Over the pain barrier

My symptoms started when I was 21 and for the next six years I
lived with constant frustration as I was put on course after course
of antibiotics to treat non-existent infections, sent numerous
times to casualty with suspected appendicitis and even questioned
over whether the pain was imaginary. Eventually, when I was 28, I
was diagnosed with endometriosis.

I found out more through the National Endometriosis Society. It
is a condition where the cells that are normally found lining the
uterus are also found in other areas of the body, but usually
within the pelvis. It is debilitating and has had a huge impact on
my life. I fluctuated between good and bad days – simple jobs like
food shopping became impossible.

Doctors prescribed me hormone treatment and I underwent keyhole
and conventional surgery and tried homoeopathy. These did help but
it was my involvement with the expert patient programme (EPP) that
made the biggest impact on my life.

I heard about EPP three years ago through the Endometriosis
Society. EPP is about self-management of long-term illnesses, such
as diabetes, multiple sclerosis, depression and endometriosis.

The course does not advocate treatment routes and is not in
place of treatment: it works with your medicine. The course
consists of a two-and-a-half hour session each week over six weeks.
Everyone there has a long-term illness, including the tutors. I
found a friendly, trusting atmosphere where I could discuss the
issues bothering me about my illness and work out ways to feel more
in control. I felt I wasn’t alone as other people knew exactly what
I was talking about.

I have made changes to my lifestyle to minimise the discomfort
and pain, for example avoiding poor diet and stress. It can be
difficult to communicate rationally when you are in pain, but using
several of the diagrams from the EPP I have been able to explain
how I feel more effectively as well as being more able to listen to
how others feel about the condition. I have also used action
planning to break down larger tasks and make them achievable.

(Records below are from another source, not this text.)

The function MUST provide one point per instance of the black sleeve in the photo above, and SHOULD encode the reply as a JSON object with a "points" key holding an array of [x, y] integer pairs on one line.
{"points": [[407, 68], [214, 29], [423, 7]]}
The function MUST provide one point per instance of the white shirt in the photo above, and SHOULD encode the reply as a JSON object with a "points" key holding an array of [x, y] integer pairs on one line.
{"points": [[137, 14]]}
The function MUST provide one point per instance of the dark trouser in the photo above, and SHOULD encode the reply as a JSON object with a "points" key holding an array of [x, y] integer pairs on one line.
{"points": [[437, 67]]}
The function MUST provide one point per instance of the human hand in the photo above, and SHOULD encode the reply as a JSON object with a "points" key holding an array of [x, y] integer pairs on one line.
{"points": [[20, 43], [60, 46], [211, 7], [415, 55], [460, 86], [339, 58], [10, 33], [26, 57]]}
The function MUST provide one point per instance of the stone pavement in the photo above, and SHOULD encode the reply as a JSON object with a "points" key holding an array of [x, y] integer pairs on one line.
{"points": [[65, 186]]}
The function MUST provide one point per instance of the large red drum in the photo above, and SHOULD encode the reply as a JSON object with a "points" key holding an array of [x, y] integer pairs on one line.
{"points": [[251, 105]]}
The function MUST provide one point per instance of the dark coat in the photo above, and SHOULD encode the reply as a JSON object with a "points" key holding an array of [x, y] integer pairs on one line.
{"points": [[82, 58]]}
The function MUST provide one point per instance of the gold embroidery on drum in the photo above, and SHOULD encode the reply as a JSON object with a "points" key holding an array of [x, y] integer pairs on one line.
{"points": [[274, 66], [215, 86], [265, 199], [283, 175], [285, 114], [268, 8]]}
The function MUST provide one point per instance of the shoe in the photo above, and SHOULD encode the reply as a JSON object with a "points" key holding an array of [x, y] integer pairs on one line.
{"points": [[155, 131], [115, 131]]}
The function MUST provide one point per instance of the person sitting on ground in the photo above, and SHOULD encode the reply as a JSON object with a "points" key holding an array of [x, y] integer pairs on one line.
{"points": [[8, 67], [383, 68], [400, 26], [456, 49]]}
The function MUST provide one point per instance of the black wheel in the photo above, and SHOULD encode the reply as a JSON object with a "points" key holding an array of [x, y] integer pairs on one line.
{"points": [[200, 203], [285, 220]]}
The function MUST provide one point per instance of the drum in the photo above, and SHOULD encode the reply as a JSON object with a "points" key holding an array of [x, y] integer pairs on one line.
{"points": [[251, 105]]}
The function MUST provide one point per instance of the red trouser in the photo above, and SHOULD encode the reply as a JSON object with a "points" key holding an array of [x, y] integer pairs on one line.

I felt so strongly about the benefits of the course that I
started running the courses, along with a co-tutor, and now have
the enjoyment of seeing more people benefit from this
programme.

One section of the course – making informed treatment decisions
– has helped me evaluate the treatment options available to me and
ensure I get the right treatment for me.

The programme promotes and supports lifestyle changes which are
as important as the medicine prescribed. Through EPP I have
discovered life-long friends, met amazing people and been given
opportunities I never imagined. With self-management I don’t feel
endometriosis is controlling my life, I feel that I am controlling
it.

Samantha Falconer, 38, has endometriosis.